According to the Alzheimer’s Association, more than 16 million people in the United States currently serve as a caregiver for a loved one with some form of dementia. Those caregivers are often overwhelmed and exhausted, and they tend to experience high rates of depression. These easy suggestions can help you support those selfless, exhausted caregivers.
Caregivers need support but are often hesitant to ask for help or even accept it when it’s offered. Be specific in what you’re suggesting in order to make it easy for the caregiver to accept. Instead of saying, “let me know what I can do to help,” say, “I’m free for two hours Friday afternoon. Let me drop by and stay with your husband while you get out of the house.” This concrete offer is very easy to accept.
Even though caregivers tend to feel alone in their burden, there are many outside resources available. Especially if you live in New England, think of enlisting home care Massachusetts to help shoulder the load. Home health care services can include anything from companionship to physical therapy to dressing and meal prep assistance. Encourage caregivers to take advantage of these valuable resources.
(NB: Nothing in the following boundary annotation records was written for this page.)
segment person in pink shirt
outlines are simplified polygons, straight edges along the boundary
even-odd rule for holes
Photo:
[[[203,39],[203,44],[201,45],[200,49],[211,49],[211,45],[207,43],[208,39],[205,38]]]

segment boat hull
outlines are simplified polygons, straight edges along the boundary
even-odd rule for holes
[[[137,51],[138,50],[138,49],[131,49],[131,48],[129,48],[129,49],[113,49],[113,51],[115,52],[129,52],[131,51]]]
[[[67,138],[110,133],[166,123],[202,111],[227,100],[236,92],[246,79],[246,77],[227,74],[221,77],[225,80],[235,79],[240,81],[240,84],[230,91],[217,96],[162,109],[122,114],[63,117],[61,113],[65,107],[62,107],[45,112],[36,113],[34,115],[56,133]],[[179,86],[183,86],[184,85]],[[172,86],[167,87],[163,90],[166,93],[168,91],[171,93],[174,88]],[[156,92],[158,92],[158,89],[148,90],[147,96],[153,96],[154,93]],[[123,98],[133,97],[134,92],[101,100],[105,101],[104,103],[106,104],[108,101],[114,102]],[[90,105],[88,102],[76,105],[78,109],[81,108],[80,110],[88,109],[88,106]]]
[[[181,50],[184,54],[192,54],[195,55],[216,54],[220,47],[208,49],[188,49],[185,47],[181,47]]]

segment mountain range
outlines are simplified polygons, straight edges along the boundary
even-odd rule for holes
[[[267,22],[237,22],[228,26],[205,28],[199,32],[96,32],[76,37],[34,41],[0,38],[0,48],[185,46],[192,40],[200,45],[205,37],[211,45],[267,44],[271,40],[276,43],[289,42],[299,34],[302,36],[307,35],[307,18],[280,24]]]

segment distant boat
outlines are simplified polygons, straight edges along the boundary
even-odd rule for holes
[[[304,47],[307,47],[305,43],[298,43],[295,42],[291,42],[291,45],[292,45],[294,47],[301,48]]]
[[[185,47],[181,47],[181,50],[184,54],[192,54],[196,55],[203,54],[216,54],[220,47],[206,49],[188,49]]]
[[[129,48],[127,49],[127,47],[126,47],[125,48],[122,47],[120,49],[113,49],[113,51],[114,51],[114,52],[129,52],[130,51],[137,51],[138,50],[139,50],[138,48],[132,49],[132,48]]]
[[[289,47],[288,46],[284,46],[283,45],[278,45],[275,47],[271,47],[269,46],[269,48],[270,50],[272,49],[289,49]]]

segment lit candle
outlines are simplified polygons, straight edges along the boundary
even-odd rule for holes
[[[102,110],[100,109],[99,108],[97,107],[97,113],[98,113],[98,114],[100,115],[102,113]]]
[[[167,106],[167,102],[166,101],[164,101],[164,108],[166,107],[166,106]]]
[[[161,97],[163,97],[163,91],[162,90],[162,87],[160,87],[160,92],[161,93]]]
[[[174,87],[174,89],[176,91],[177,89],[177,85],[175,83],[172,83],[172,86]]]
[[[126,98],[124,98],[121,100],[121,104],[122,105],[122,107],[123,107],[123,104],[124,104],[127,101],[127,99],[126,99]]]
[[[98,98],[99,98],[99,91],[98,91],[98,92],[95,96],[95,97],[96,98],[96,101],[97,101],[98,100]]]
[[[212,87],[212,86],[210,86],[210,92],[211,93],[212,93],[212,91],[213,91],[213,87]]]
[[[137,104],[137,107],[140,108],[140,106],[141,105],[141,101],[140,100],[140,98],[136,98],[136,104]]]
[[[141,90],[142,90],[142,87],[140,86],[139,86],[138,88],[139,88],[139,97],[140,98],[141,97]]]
Caring for a loved one with dementia is an exhausting, thankless job that often makes a home feel more like a healthcare facility. At times, the best thing you can do for a caregiver is simply make their house and life feel normal again. Dementia patients often respond positively to time spent with familiar people. Visit often, and make those visits feel celebratory. Serve nostalgic meals. Bring children. It will lift everyone’s spirits, especially the patient and caretaker.
Alzheimer’s is a cruel disease that affects a patient’s entire family, especially the main caregiver. Make these offers of help a part of your routine in order to help ease the strain. Any amount of aid can make a real difference in an extremely stressful time.